Several hospital systems, including New York’s Northwell Health and the University of Washington (UW), had not been using steroids on COVID-19 patients as standard care – physicians had been prescribing it on a case-by-case basis. There was some concern it could lead to worse outcomes because it suppresses the immune system.
“For us, the case numbers are low and so there is not much pressure to do something new,” said UW’s Dr. Mark Wurfel, who is eager to see the final data. Places like Florida and Oklahoma, where COVID-19 hospitalizations are rising, are under more pressure, he said.

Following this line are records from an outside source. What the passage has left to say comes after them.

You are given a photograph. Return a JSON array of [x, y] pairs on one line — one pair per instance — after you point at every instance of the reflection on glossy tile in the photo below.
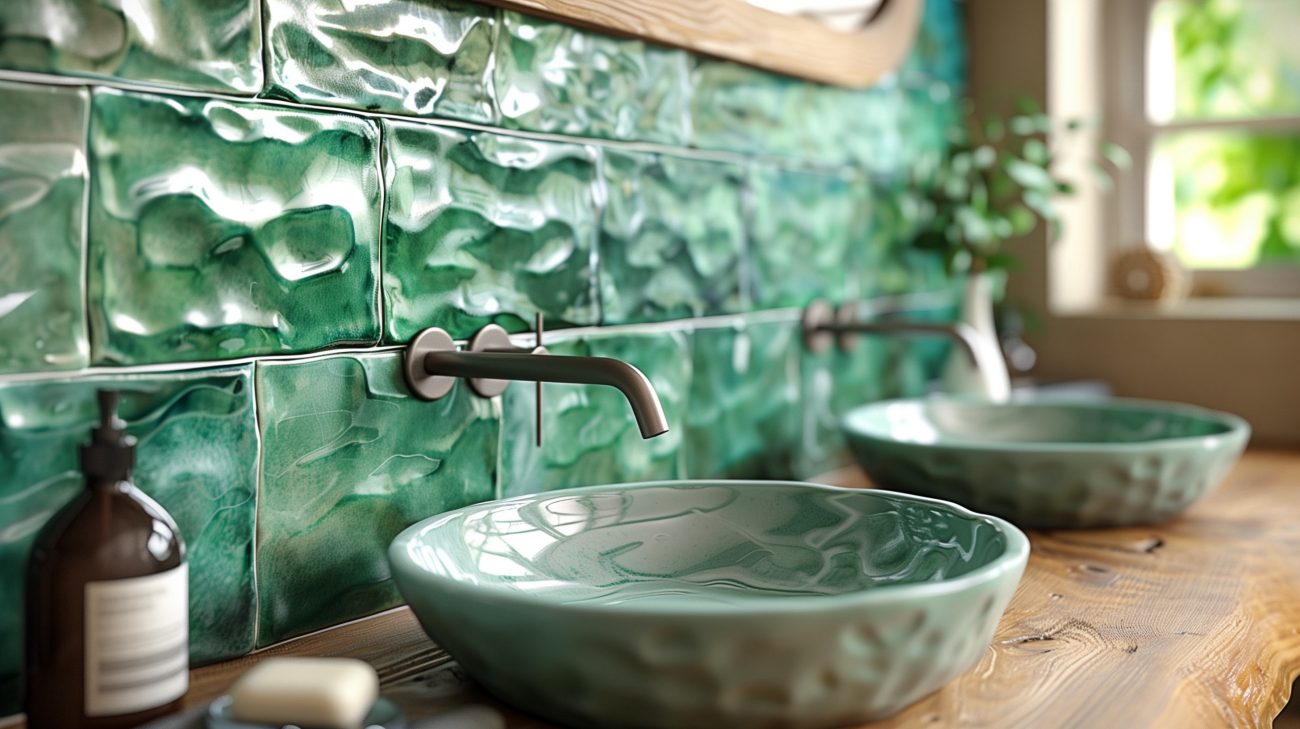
[[590, 435], [42, 185], [742, 417], [744, 109], [220, 229], [553, 77], [203, 44], [940, 47], [198, 456], [486, 228], [806, 233], [428, 57], [671, 238], [350, 459]]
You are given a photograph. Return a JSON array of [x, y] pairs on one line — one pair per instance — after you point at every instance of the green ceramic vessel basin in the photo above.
[[711, 603], [1045, 464]]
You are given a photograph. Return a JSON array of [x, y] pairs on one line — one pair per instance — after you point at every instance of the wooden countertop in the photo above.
[[1195, 623]]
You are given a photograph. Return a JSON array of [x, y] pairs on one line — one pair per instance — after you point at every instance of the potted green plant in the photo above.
[[993, 182]]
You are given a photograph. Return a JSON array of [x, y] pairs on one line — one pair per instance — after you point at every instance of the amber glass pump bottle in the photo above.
[[107, 634]]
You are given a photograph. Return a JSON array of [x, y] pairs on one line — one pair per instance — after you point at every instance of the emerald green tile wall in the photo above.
[[350, 459], [199, 44], [222, 229], [486, 228], [42, 186], [238, 211]]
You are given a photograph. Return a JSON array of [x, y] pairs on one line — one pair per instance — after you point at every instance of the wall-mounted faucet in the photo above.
[[433, 364], [824, 325]]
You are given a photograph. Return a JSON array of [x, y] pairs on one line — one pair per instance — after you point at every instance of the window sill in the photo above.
[[1191, 309]]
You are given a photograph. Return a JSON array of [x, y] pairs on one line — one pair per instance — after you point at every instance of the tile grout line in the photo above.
[[85, 225], [875, 306], [631, 146], [381, 238], [256, 507]]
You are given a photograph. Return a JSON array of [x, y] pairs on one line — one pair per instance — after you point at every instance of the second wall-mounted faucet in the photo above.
[[826, 325], [433, 364]]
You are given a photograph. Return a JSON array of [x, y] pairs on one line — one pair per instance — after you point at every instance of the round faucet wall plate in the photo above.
[[818, 316], [486, 339], [424, 385]]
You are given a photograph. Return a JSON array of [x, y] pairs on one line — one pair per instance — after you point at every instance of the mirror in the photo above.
[[848, 43]]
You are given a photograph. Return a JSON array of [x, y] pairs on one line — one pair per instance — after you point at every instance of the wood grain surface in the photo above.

“The urgency of having hundreds, maybe thousands of very sick COVID patients in hospitals and ICUs changes the calculus. Many lives could be saved if the trial results are real,” Wurfel added.
AdventHealth, which has nearly 50 hospitals in nine states, has been using dexamethasone for COVID-19 patients on ventilators with success since early April, said Dr. Eduardo Oliveira, executive medical director for critical care for AdventHealth’s Central Florida region.
At its eight hospitals in the Orlando area, Oliveira said the mortality rate for patients requiring ventilators was about 26%, “lower than almost every other reported mortality in the literature right now.”
He noted it was difficult to know whether that success was due to the use of steroids.
After reviewing the British study release and trial protocols, Advent expanded its dexamethasone use to also include patients receiving supportive oxygen but not on ventilators.
Dr. Brent Brown, medical director of the University of Oklahoma’s intensive care unit, said his hospital added the steroid to its treatment guidelines for patients in the ICU this week. Oklahoma is one of several U.S. states with rapidly rising coronavirus cases.
“We changed our practice completely. It was kind of an about-face,” he said. “But we’re delighted to have something that looks so promising.”